Trailpost's pack planner helps you ensure a safe trip by allowing you to mark chosen items in your packing list as being consumable. Additionally, you can specify the rate at which you consume them in a format such as "1 every 2 days" or "2 per trip".
By providing specific consumption rates for the items you pack, Trailpost can analyze your pack as a whole and provide you with insights such as which days you will run out of which items and help you decide whether your packing configuration will meet the needs of the trip you are planning.
Understanding consumption rates
To reap the benefits of these insights, it is important that you choose the correct values for your consumption rates. Doing so is especially important if you do not consume an item in whole units at once, such as bulk foods or a box of matches, or if you consume an item at a rate that's hard or not useful to quantify such as a battery.

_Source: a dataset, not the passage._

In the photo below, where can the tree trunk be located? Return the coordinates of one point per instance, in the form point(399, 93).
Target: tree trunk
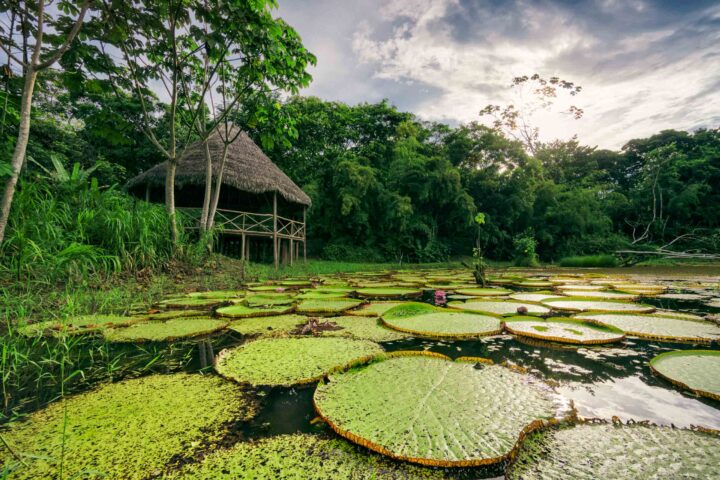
point(18, 158)
point(170, 198)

It is also important to note that Trailpost does not take into account your individual sleep schedule. If you tell Trailpost that you consume your snack bars at a rate of "1 every 4 hours", we will accept that and assume you are eating 6 per day.
Fractional consumption
For items that you consume partially over a period, there may be multiple ways to specify the consumption rate that have the same result. For example, if you were packing beef jerky packets that each contain two pieces, knowing you will eat one of those pieces each day, the following consumption rates would be the same.
- 1 every 2 days
- 3 every 6 days
- 1 every 48 hours
- 2 every 96 hours
- 7 every 2 weeks
While it may seem more natural at first to specify "1/2 per day", this becomes much harder to manage when dealing with a consumable item that doesn't divide cleanly, such as an item you consume one of every three days. We suggest entering all consumption rates the closest way possible to the way you think about it in your head. In the example above, "1 every 2 days" would be the clearest way to indicate "1/2 every day".
Hard-to-quantify consumption
There are other types of items that while consumable, are not always useful to track in exact detail. If you are bringing a headlamp with you and it requires 2 AA batteries, it is helpful to know that the batteries will be consumed, however trying to figure out how much of a battery you use each day may be more trouble than the insight you get from doing so. Marking it as "1 every 60 days" may unnecessarily lengthen the apparent life of your packing list. In these cases, we encourage you to specify the consumption rate on a per-trip basis such as "2 per trip."
The "trip" unit is unique in that you only specify how many you consume per trip and the system treats it as being continually used, and running out on the last day.